Il y a l'enfant qui croit qu'il sait, mais qui en fait ne sait pas. S'arrêter. Tourner. Tout ça tout ça. Tous ces trucs qui peuvent être utiles pour la vie en bonne harmonie avec les autres usagers de la piste, et pour l'intégrité physique du skieur en herbe, accessoirement. Comme il ne sait pas mais n'a pas peur, il tombe, fatalement. Comme nous sommes toujours en présence d'enfants à autonomie variable, soit il se relève, soit pas. Et toi, dans le deuxième cas, tu réutilises la bonne vieille méthode remonte-pente pour aller lui démêler les guiboles.
Autant dire qu'à ce rythme effréné, le nombre de pistes dans l'après-midi se compte souvent sur les doigts d'une seule main. Peu importe, si vous avez lu attentivement et fait un rapide décompte des montées en escalier par pistes, vous aurez compris que la descente n'est pas le principal effort physique de la journée. Outre les chutes, il y a aussi les moments où tu lances à Jeanine "laisse glisser", ce qui te semble plutôt limpide comme recommandation... pas pour elle, visiblement. Du moins pas suffisamment pour arriver en haut du faux plat montant qui mène au tourniquet du télésiège. Alors au lieu de laisser glisser toi-même, tu soupires un coup et tu lui apprends que la vie du skieur en ascension ne se limite pas aux escaliers, il y a aussi la variante en V. Expérience faite, 4 après-midis par an ne suffisent pas à acquérir une totale synchronisation skis en V, position correcte des bâtons, poussée. Disons que c'est pas tout à fait Cologna en skating. Par contre, les muscles fessiers confirment que cet effort répété remplace le cours de step auquel la dévouée monitrice a renoncé pour venir taquiner la poudreuse.
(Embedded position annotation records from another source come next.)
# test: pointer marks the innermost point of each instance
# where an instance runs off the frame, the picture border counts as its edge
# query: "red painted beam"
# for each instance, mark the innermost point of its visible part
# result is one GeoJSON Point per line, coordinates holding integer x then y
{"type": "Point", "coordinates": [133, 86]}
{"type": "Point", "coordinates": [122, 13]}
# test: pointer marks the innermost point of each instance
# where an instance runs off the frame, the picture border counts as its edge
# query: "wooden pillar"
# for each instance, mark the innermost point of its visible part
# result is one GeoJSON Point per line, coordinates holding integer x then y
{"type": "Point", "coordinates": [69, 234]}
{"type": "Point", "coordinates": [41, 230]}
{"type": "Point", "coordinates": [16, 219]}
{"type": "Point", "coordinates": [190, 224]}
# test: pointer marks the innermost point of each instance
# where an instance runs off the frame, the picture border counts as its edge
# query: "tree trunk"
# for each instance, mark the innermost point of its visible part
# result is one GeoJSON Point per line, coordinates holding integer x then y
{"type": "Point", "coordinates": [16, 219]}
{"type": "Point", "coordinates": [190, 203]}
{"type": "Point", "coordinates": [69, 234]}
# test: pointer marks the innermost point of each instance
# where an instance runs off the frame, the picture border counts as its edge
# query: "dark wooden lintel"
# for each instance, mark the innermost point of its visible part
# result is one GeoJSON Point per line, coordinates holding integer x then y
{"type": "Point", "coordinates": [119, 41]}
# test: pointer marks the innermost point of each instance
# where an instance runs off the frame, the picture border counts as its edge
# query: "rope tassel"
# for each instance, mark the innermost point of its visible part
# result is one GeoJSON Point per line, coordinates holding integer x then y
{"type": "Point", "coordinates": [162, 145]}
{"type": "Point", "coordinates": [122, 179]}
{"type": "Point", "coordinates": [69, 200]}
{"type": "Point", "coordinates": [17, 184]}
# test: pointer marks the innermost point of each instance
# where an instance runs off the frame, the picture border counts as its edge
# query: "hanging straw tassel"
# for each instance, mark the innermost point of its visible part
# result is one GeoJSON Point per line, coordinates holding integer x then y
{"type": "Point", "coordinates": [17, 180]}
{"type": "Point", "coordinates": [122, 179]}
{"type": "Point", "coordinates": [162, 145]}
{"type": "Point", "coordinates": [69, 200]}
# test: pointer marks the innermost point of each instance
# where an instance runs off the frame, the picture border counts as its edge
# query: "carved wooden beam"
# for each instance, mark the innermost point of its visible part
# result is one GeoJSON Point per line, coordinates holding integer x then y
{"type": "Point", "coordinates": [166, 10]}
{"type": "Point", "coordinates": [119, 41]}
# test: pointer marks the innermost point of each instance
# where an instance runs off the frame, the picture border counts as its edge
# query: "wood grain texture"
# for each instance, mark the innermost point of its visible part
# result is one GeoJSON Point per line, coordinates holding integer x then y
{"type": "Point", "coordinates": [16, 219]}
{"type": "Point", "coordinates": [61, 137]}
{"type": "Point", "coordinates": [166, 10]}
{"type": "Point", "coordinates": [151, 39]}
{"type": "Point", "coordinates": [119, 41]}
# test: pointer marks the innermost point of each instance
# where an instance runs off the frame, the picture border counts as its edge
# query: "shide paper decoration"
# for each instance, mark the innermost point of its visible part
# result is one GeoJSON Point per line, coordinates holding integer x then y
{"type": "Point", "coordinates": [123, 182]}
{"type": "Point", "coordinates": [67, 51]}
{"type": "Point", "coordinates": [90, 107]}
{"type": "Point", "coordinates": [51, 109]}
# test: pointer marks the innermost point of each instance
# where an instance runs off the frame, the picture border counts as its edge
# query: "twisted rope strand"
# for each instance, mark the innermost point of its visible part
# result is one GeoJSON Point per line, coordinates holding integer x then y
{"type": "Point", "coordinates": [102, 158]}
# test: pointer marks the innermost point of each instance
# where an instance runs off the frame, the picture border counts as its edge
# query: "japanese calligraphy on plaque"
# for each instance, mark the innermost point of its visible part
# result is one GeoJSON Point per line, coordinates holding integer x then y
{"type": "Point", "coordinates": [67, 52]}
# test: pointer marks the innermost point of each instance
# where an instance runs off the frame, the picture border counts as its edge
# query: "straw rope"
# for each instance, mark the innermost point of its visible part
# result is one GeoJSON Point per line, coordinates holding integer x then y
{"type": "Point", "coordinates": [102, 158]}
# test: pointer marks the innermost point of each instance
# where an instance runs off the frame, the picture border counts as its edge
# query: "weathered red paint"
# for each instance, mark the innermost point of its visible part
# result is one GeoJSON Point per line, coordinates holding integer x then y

La semaine de ski des écoles, c'est aussi - surtout - un bon bol d'air frais, plein de bons moments avec des enfants la plupart du temps gentils et plutôt attendrissants, et des compagnons d'infortune bien sympas. Toujours un pour se payer ta tronche quand il te voit descendre Mayentzet telle Lara Gut à Cortina (quelques hurlements en plus) en essayant de rattraper un petit casse-cou qui a oublié le principe du chasse-neige et file tout droit dans la banderole "Slow". Ca permet de côtoyer des enfants que tu ne connaissais pas et parfois de trouver les tiens moins insupportables, d'autres parents que tu ne faisais que croiser jusque là, des enseignants qui ne t'ont pas trop dans le colimateur parce qu'il n'ont pas (encore) subi un de tes blondinets... Ca a quelque chose de fédérateur et de positif, ce qui n'est pas rien à l'heure où l'organisation scolaire donne des sueurs froides à bien des concitoyens. Bref, vive la semaine de ski des écoles :)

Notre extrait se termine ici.